É a concentração imensa de pessoas em uma grande cidade como São Paulo, com transportes coletivos como o metrô e aqueles outros trens de superfície, além dos aeroportos, em especial. E algumas atitudes que, na minha ótica, não deveriam ter sido permitidas. Por exemplo, o Carnaval. Já fui carnavalesco outrora e hoje não ligo a mínima. Mas acho um absurdo você compulsoriamente autorizar que se aglomerem pessoas sob o pretexto do Carnaval. Para mim isso soa perto do absurdo. Doa a quem doer, goste ou não goste, é uma opinião técnica. Como eu disse e repito: já fui carnavalesco. Só que em um momento como esse a gente não pode se permitir a esse tipo de coisa. Quer ver outra estupidez consentida? Essa questão de navio de cruzeiro.

Por quê?
Navio de cruzeiro não tem que vir para o Brasil. Sei que há tratados comerciais e etc. Mas, se vier, fica de quarentena como estão fazendo com esse navio que está aqui em Santos. É um absurdo esse tipo de coisa. Respondi a umas 30 perguntas de pacientes meus, clientes meus, querendo saber se poderia ir para navio de cruzeiro. E a resposta foi não, não e não. As pessoas querem que o médico de confiança deles meio que os abençõe. Sempre faço uma alusão respeitosa de que se eu fosse um padre com a caldeirinha de água benta eu não te abençoaria nunca por uma atitude dessa. Isso contraria qualquer lógica com respeito à transmissão de vírus desse tipo no meio de uma pandemia que estamos vivendo. Então todo cuidado é pouco. Não sou alarmista. Sou realista. Com os dois pés no chão. Convivo com infectologista de grande peso técnico, doutor Caseiro, doutor Evaldo Stanislau, doutora Giovana e uma série de outros colegas aqui da Baixada e o grupo do Emílio Ribas II. Todos nós pensamos da mesma forma. Todo exagero, toda estupidez é mal-vinda nessa hora. E se enfiar dentro de um navio de cruzeiro é uma dessas coisas. Sinto muito. Pode não gostar da minha opinião, mas não abro mão dessa opinião técnica. E não é só minha. É de um coletivo de médicos infectologistas que têm bom senso. Então vamos tomar as medida corretas, vamos ficar em casa com todo o desconforto que isso gera, porque essa é a chance da gente desacelerar esse tipo de epidemia. Infelizmente.

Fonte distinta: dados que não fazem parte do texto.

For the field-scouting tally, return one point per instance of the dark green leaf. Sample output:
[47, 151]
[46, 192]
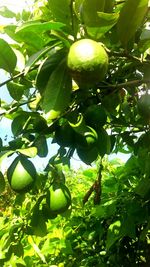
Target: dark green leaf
[131, 17]
[8, 58]
[113, 234]
[5, 12]
[38, 27]
[41, 145]
[46, 69]
[57, 93]
[2, 183]
[16, 90]
[61, 12]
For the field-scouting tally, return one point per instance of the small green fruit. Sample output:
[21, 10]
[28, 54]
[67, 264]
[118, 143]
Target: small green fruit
[64, 135]
[87, 155]
[95, 115]
[21, 174]
[58, 198]
[144, 106]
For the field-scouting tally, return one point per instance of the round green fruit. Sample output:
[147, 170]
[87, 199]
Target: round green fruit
[87, 155]
[144, 106]
[95, 115]
[87, 138]
[88, 62]
[58, 198]
[64, 135]
[21, 174]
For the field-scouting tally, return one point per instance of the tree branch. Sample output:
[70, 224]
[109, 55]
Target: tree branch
[20, 74]
[125, 84]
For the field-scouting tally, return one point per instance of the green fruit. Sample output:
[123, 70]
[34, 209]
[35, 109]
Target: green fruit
[64, 135]
[58, 198]
[87, 61]
[87, 139]
[21, 174]
[144, 106]
[87, 155]
[103, 142]
[95, 115]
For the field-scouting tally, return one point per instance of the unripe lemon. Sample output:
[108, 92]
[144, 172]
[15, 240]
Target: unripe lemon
[58, 198]
[21, 174]
[88, 62]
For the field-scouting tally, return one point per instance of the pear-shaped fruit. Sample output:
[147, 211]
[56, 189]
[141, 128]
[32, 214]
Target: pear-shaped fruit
[58, 198]
[88, 62]
[21, 174]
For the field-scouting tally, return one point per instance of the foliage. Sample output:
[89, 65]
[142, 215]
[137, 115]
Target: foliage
[113, 230]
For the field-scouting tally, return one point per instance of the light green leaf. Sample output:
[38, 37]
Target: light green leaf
[35, 57]
[36, 249]
[106, 22]
[113, 234]
[2, 183]
[16, 90]
[38, 27]
[8, 58]
[5, 12]
[143, 187]
[89, 11]
[4, 155]
[131, 17]
[57, 92]
[61, 12]
[29, 152]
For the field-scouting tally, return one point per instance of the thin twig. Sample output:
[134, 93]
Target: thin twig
[20, 74]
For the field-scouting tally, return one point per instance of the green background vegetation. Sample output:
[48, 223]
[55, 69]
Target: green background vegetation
[107, 221]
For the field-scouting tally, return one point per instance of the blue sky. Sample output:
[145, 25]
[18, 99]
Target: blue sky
[6, 135]
[5, 124]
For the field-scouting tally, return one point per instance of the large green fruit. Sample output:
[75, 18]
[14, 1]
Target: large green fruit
[87, 61]
[21, 174]
[58, 198]
[95, 116]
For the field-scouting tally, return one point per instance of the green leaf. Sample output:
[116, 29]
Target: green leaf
[16, 90]
[5, 12]
[109, 4]
[113, 234]
[41, 145]
[89, 11]
[57, 93]
[2, 183]
[29, 152]
[131, 17]
[61, 12]
[46, 69]
[38, 27]
[143, 187]
[103, 143]
[106, 22]
[35, 57]
[8, 58]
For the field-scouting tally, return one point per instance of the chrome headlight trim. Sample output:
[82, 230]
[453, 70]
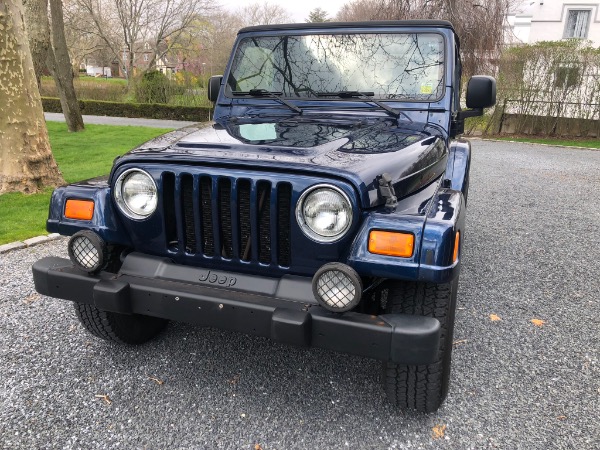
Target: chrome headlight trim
[306, 229]
[122, 204]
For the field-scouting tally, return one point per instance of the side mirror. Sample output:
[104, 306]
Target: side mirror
[481, 92]
[214, 85]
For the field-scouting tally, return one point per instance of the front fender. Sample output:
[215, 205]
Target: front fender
[434, 232]
[104, 222]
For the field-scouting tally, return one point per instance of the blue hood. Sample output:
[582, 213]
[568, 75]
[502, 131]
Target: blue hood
[357, 149]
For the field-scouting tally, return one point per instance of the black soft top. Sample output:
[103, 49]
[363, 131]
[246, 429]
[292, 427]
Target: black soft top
[366, 24]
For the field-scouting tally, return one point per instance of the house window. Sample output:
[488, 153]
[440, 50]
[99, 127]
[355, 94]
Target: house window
[577, 23]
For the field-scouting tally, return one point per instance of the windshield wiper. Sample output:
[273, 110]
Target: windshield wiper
[269, 94]
[362, 95]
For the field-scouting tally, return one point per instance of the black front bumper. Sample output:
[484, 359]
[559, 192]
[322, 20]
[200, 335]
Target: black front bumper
[281, 309]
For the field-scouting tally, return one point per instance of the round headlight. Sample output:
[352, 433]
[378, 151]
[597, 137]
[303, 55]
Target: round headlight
[136, 194]
[324, 213]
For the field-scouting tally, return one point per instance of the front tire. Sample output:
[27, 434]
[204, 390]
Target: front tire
[422, 388]
[133, 329]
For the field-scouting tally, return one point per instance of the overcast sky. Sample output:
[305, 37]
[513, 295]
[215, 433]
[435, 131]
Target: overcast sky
[298, 9]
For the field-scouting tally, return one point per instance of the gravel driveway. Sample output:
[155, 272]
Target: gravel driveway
[532, 252]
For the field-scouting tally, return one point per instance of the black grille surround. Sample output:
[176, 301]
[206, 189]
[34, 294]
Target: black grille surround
[241, 219]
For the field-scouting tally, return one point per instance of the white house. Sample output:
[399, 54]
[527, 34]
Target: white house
[553, 20]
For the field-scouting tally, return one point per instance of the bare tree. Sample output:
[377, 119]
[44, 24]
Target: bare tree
[317, 15]
[478, 23]
[62, 69]
[26, 161]
[217, 39]
[263, 14]
[50, 55]
[129, 27]
[38, 32]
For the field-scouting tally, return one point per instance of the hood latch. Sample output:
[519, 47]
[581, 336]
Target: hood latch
[386, 190]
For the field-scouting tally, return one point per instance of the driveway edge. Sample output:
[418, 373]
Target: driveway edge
[17, 245]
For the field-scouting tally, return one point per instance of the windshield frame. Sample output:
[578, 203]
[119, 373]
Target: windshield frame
[228, 92]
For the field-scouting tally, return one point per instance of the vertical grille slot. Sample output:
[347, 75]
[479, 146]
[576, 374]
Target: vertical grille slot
[208, 244]
[264, 221]
[187, 209]
[238, 219]
[168, 192]
[284, 245]
[225, 217]
[244, 218]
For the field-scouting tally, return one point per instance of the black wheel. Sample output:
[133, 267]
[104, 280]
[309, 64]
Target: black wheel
[421, 388]
[121, 328]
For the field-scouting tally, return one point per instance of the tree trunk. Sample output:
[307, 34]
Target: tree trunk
[62, 70]
[26, 161]
[36, 18]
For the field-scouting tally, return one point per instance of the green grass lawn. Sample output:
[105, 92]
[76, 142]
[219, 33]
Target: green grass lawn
[82, 77]
[587, 143]
[80, 156]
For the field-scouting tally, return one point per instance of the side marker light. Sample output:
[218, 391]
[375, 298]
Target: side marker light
[456, 245]
[391, 243]
[79, 209]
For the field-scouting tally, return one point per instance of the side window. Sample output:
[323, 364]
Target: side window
[577, 23]
[458, 78]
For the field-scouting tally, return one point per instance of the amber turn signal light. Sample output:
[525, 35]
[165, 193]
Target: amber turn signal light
[79, 209]
[391, 243]
[456, 244]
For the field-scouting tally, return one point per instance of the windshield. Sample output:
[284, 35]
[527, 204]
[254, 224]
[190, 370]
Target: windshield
[407, 66]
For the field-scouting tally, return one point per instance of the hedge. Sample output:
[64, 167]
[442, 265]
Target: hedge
[136, 110]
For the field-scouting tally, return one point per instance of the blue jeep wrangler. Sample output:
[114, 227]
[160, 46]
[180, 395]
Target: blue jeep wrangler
[324, 206]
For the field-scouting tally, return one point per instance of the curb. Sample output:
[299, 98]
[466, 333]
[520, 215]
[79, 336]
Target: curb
[574, 147]
[18, 245]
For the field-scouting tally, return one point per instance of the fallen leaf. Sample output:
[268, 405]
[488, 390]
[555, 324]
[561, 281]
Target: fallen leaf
[438, 432]
[32, 298]
[156, 380]
[105, 398]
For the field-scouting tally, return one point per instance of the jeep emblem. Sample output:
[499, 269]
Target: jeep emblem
[213, 278]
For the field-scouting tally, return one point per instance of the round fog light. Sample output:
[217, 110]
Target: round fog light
[337, 287]
[87, 250]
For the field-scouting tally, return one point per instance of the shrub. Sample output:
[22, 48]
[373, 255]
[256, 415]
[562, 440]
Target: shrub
[154, 87]
[551, 88]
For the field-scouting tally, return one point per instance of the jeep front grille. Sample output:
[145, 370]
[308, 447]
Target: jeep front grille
[238, 219]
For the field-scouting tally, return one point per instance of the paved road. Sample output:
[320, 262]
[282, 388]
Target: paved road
[531, 253]
[106, 120]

Até porque quarentena não é o mesmo que férias…
Verdade. Quarentena é uma coisa usada desde a pandemia da Gripe Espanhola, em 1918. Então temos que ressuscitá-la.

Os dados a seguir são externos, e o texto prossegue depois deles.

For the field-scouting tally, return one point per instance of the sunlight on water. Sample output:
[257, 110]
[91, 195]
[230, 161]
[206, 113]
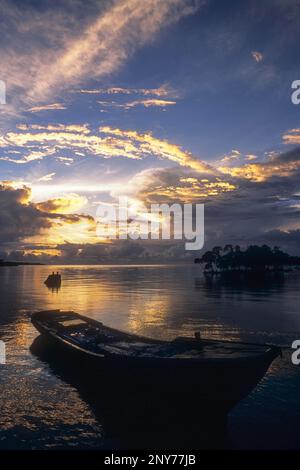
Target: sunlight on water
[40, 410]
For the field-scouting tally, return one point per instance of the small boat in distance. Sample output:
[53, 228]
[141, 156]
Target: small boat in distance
[53, 280]
[189, 372]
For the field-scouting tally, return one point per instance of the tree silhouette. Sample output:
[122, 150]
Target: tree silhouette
[252, 259]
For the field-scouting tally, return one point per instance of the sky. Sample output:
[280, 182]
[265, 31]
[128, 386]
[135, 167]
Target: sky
[161, 101]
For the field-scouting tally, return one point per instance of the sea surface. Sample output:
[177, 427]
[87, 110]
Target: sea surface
[39, 409]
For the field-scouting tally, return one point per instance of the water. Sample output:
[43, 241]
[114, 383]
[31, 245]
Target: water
[41, 410]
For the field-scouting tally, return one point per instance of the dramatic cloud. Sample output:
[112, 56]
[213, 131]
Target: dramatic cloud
[161, 92]
[47, 107]
[51, 222]
[43, 141]
[292, 137]
[149, 103]
[177, 185]
[281, 165]
[90, 42]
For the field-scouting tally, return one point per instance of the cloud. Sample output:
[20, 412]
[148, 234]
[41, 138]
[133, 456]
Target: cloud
[257, 56]
[47, 107]
[282, 165]
[292, 137]
[133, 104]
[162, 185]
[22, 221]
[43, 141]
[147, 144]
[68, 204]
[75, 44]
[161, 92]
[48, 177]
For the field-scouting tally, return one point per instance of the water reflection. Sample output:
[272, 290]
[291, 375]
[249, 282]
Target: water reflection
[42, 407]
[134, 418]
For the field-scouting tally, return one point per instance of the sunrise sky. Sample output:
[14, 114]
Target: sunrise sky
[157, 100]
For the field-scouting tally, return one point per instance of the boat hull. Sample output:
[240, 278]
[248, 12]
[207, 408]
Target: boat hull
[204, 385]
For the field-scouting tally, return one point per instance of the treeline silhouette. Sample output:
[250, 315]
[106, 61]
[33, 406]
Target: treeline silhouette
[252, 259]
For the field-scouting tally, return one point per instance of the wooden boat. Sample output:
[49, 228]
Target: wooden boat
[53, 280]
[185, 372]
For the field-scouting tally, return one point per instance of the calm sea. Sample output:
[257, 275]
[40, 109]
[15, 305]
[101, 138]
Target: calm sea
[39, 409]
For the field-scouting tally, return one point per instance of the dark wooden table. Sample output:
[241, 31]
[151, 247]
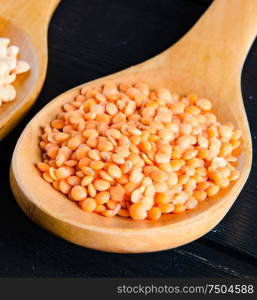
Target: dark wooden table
[90, 39]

O senhor havia falado do Carnaval. Subestimou-se esse período das festas populares? Os paises poderiam ter agido antes?
Com certeza. A gente percebe, não vou fazer uma análise aprofundada, que houve retardo na adoção de medidas em outros países. Claramente houve esse tipo de retardo e as pessoas pagam com a vida. Todo lugar aonde não se tomaram os cuidados antecipados e essa quarentena foi tardia está pagando uma conta maior. Outra coisa que parece que influencia é a questão do clima.

Como assim?
O Covid não gosta da temperatura quente. Nunca o calor e um verão mais extenso foram tão bem-vindos quanto nesse ano. Mesmo para quem não gosta do verão e dessa umidade relativa do ar que a gente tem em Santos, abençoado verão prolongado. Se Deus quiser, ele vai continuar assim por um bom tempo. Espero que o frio, nesse ano, fique longe. Que a gente tenha um outono e um inverno quentes, se Deus quiser. Vai nos ajudar sobremaneira. Então são várias questões.

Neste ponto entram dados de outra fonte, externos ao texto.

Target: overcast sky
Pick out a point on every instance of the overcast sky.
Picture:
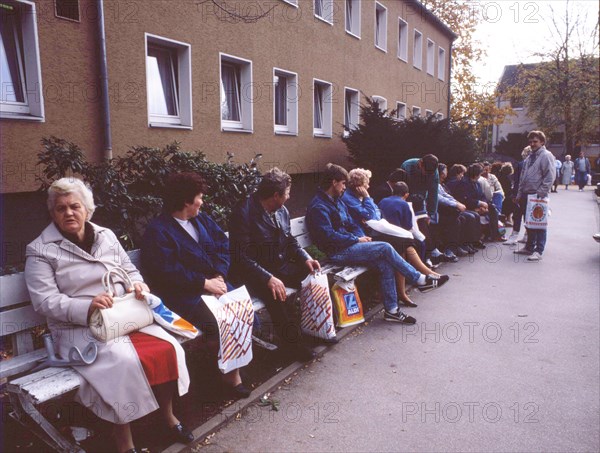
(512, 31)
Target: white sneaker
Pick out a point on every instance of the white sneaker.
(512, 239)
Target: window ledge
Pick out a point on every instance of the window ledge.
(169, 126)
(235, 129)
(21, 116)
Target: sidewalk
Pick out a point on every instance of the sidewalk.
(505, 357)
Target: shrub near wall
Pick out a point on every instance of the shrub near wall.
(381, 142)
(127, 189)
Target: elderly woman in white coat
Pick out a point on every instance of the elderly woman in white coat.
(63, 271)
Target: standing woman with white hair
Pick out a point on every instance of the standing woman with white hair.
(130, 377)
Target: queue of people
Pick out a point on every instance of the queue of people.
(185, 255)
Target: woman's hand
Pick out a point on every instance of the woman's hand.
(215, 286)
(101, 301)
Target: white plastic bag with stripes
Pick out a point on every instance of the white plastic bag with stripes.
(316, 307)
(235, 315)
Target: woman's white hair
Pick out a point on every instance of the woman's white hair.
(358, 177)
(67, 186)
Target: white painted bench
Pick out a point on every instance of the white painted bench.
(32, 389)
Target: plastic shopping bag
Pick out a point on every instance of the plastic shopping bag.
(347, 304)
(234, 314)
(537, 212)
(170, 320)
(316, 307)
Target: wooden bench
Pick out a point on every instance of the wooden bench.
(28, 389)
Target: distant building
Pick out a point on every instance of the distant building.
(284, 86)
(521, 123)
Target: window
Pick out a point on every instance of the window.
(353, 17)
(324, 10)
(21, 94)
(67, 9)
(168, 82)
(418, 50)
(441, 64)
(400, 110)
(430, 57)
(285, 102)
(380, 26)
(236, 94)
(381, 102)
(322, 108)
(351, 101)
(402, 39)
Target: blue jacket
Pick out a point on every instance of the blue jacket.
(360, 210)
(330, 225)
(259, 248)
(176, 265)
(396, 211)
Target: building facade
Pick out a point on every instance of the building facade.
(277, 77)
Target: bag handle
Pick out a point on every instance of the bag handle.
(118, 272)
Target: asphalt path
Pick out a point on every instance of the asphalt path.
(505, 357)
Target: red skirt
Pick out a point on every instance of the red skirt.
(157, 356)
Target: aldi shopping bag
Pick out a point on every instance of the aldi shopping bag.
(234, 314)
(348, 306)
(537, 212)
(316, 308)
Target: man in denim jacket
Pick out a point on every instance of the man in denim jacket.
(333, 231)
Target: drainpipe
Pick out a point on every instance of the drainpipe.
(107, 141)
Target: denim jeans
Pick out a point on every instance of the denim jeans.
(384, 258)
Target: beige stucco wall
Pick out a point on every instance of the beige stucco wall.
(288, 38)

E os curados de coronavírus? Como o senhor tem avaliado?
Isso é comum em todas as viroses. Uma parte se recupera espontaneamente. Tem gente que tem a virose e nem sabe que teve e se cura espontaneamente. Só que esses, às vezes, estão eliminando o vírus. Por isso o isolamento é importante. Estamos olhando atentamente e fazendo protocolos clínicos com outros hospitais do Brasil, em conjunto com a Sociedade Brasileira de Infectologia, a qual eu pertenço, para tratamento com a hidroxicloroquina e com a azitromicina para casos mais graves. Agora repito: tem muita gente usando preventivamente hidroxicloroquina, o que é um absurdo. Não tem qualquer menção ainda técnica de trabalho, de alguma coisa que justifique essa medida. Pode ser até que, no futuro, essa expectativa seja positiva, que a gente possa vir a fazer uso. Mas, hoje em dia, é altamente desaconselhável e só deve ser dado sob receita médica em situações específicas.